AUSTIN -- For the first time in history, the Austin City Council has approved a year-round project meant to cut down our risk of wildfires.
The project, called the Wildfire Mitigation Fund, designates nearly $1 million to pay for research and maintenance to remove wildfire “fuels,” otherwise known as brush.
Technically, Austin should be coming out of winter wildfire season and into “spring green up,” however, the on-going drought has created hazardous fire conditions.
“You're still seeing all of the dead fuels that are sitting on top of the spring growth that's starting to come out,” said Chief Thayor Smith with the Austin Fire Department.
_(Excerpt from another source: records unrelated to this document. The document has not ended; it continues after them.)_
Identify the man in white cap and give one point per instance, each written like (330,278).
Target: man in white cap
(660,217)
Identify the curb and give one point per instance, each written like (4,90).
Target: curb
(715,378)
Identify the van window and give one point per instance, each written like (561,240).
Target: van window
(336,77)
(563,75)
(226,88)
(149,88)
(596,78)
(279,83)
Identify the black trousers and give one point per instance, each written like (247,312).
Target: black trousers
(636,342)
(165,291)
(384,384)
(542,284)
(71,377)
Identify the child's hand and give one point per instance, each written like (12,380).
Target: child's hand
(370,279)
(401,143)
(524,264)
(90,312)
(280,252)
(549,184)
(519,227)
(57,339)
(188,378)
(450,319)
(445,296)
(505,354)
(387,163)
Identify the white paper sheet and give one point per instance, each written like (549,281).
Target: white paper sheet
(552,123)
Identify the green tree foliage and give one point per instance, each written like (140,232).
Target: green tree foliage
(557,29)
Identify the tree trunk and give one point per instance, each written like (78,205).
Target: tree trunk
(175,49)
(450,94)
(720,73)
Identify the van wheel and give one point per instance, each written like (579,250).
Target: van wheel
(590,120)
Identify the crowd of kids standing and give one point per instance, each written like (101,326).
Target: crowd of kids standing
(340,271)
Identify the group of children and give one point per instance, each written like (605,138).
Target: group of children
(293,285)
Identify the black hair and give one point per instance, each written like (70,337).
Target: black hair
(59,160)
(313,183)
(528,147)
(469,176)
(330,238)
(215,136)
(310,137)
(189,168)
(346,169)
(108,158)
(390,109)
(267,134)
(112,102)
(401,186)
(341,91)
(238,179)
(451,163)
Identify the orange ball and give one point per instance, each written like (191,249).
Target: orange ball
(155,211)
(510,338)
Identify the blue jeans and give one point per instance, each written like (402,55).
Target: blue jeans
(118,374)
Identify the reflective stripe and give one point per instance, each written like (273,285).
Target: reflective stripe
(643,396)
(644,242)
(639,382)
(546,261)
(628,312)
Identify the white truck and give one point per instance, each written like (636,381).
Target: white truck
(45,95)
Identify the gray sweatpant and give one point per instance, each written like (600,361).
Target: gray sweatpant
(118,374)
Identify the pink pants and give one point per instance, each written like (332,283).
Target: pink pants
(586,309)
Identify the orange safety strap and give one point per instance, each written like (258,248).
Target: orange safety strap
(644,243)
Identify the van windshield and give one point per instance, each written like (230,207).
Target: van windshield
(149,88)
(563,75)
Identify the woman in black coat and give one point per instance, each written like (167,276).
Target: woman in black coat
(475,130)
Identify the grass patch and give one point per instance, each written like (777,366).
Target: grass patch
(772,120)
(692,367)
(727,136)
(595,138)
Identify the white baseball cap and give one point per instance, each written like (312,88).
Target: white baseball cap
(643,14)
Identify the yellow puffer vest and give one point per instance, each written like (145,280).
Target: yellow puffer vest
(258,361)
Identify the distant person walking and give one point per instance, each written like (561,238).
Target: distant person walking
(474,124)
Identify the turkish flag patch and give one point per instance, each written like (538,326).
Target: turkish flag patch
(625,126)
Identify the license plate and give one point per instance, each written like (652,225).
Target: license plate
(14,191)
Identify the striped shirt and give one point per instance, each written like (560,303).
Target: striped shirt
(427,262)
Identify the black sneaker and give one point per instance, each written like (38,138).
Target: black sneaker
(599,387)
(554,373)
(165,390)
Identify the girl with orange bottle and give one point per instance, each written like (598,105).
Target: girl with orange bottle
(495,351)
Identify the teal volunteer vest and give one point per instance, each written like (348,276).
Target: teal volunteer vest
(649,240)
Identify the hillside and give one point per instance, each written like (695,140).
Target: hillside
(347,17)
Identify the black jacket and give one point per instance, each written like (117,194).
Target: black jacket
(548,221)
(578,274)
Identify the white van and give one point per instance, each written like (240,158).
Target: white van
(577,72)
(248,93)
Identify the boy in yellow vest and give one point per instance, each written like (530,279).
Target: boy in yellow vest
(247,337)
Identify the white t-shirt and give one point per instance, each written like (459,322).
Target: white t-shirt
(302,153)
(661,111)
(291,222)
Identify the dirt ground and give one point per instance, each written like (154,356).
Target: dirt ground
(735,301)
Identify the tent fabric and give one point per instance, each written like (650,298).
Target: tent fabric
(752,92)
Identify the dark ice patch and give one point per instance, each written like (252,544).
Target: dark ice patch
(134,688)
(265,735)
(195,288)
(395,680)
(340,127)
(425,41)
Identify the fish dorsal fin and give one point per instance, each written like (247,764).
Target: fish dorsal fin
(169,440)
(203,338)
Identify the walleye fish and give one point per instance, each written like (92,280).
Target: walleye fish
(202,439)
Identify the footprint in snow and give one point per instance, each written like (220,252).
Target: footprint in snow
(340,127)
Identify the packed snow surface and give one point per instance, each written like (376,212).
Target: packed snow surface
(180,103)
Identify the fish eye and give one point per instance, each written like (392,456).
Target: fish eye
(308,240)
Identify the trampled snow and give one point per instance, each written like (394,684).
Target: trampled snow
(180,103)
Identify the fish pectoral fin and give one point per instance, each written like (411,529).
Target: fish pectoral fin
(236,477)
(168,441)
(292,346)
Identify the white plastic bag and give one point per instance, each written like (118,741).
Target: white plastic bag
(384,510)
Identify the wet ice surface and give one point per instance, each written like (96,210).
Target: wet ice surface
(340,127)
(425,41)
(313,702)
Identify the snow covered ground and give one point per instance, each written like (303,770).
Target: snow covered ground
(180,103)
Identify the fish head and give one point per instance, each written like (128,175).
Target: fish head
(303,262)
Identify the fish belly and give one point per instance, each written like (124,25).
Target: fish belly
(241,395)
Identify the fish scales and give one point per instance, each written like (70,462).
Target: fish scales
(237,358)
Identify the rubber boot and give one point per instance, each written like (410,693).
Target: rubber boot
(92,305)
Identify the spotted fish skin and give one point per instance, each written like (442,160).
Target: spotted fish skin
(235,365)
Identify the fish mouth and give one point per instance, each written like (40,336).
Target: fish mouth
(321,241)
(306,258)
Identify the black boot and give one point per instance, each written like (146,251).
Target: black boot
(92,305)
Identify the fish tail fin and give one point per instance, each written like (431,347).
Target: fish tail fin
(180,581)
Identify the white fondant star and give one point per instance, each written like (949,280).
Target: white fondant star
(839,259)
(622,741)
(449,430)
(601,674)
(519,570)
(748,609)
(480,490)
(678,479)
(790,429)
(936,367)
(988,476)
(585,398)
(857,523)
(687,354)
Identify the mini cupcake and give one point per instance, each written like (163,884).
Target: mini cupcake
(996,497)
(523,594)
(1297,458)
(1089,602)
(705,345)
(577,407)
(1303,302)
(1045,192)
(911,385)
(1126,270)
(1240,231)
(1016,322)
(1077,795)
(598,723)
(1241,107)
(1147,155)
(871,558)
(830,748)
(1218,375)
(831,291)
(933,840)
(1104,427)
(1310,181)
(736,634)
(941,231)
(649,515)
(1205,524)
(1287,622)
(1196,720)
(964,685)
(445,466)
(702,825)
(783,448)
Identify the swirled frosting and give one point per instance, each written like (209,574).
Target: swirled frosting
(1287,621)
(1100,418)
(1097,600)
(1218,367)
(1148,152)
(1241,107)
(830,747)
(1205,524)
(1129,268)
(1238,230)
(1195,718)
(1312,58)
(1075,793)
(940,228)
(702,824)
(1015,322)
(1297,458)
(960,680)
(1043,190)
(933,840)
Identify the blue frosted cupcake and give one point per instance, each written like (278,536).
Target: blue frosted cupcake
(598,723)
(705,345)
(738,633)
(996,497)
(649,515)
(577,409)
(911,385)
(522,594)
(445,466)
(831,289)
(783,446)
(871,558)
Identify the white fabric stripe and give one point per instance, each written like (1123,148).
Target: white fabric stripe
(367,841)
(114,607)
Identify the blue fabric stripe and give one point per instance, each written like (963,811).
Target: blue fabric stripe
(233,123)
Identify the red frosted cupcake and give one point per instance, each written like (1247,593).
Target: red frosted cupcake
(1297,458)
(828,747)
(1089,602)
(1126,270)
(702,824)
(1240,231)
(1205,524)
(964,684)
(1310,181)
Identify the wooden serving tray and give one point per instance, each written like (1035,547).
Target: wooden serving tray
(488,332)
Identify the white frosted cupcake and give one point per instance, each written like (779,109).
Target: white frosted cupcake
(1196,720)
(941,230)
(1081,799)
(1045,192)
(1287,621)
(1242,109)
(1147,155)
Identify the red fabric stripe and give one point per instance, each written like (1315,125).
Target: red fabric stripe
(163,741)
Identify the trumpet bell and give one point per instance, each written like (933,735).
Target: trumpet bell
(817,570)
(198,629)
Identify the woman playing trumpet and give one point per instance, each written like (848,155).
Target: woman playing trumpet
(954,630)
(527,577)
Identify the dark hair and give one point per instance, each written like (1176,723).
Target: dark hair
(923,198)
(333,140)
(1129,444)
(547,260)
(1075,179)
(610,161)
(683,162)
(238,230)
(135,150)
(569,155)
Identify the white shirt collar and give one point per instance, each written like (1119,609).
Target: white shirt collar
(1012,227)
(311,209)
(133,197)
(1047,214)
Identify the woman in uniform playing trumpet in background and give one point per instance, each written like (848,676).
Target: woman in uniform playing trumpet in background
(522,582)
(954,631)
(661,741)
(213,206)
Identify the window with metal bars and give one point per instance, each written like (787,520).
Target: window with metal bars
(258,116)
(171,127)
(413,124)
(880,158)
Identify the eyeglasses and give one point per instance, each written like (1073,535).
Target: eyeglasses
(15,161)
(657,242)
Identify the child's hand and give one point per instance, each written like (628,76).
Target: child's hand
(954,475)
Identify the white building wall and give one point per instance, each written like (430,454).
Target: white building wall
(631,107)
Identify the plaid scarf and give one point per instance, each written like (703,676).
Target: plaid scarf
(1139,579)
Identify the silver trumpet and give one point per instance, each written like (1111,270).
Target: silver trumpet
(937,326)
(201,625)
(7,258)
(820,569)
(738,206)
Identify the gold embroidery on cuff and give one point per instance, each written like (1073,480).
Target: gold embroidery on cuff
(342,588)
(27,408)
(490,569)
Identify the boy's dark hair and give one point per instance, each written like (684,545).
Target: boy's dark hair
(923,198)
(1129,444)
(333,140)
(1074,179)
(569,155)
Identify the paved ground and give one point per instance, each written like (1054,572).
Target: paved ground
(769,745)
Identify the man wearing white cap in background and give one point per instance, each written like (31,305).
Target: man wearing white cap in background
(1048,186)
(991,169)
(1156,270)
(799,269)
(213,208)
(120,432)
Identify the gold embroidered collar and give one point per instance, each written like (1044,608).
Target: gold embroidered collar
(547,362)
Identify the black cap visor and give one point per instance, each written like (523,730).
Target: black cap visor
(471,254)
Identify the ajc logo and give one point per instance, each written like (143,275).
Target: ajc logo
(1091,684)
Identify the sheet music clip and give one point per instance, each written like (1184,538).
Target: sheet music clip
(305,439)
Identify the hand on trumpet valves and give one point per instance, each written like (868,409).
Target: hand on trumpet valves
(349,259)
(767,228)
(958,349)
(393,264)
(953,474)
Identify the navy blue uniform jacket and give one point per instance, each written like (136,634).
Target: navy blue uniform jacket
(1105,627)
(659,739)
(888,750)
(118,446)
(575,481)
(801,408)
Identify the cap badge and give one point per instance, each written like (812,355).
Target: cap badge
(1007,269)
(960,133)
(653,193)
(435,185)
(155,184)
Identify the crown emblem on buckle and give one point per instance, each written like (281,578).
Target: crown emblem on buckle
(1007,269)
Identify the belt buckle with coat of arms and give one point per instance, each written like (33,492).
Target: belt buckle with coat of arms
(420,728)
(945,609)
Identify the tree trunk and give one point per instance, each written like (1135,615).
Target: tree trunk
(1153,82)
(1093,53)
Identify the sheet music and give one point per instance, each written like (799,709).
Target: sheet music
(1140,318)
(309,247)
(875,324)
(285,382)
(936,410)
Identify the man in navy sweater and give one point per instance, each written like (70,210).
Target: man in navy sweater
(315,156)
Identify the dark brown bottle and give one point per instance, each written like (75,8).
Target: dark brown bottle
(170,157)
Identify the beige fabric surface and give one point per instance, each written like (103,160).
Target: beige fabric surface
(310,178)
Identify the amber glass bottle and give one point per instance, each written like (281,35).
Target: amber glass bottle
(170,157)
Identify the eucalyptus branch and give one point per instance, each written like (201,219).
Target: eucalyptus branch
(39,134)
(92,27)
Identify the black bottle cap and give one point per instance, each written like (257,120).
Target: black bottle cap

Due to high winds and dry conditions, AFD responded to 21 brush and grass fires on Monday alone. The goal of the Wildfire Mitigation Fund is to try and prevent future fires from spreading.
“We've got to be proactive, not reactive,” Smith said.
Public Safety Commissioner Michael Levy told KVUE he believes the new Wildfire Mitigation Fund is absolutely critical.
“Unless we get real serious, real fast, we're going to lose 10,000 homes in basically an instant."
Levy said the conditions now are similar to those in Bastrop in 2011.
“Austin has dodged a bullet for years. The Forest Service has said that we're one of the one or two urban areas that are at the highest risk," he said.
The Jester Estates community off 2222 and Highway 360 in Northwest Austin will be one of the first areas addressed by the mitigation fund, because homes there are surrounded by large amounts of brush.
"The worry is that once you get a fire in this type of fuel, it spreads to the cedar trees or the bigger fuels and will really get a fire going,” said Smith.
The fund will allow firefighters to remove dangerous undergrowth before it sparks a disaster.
Crews are expected to begin prescribed burns to get rid of the brush in several demonstration zones by September.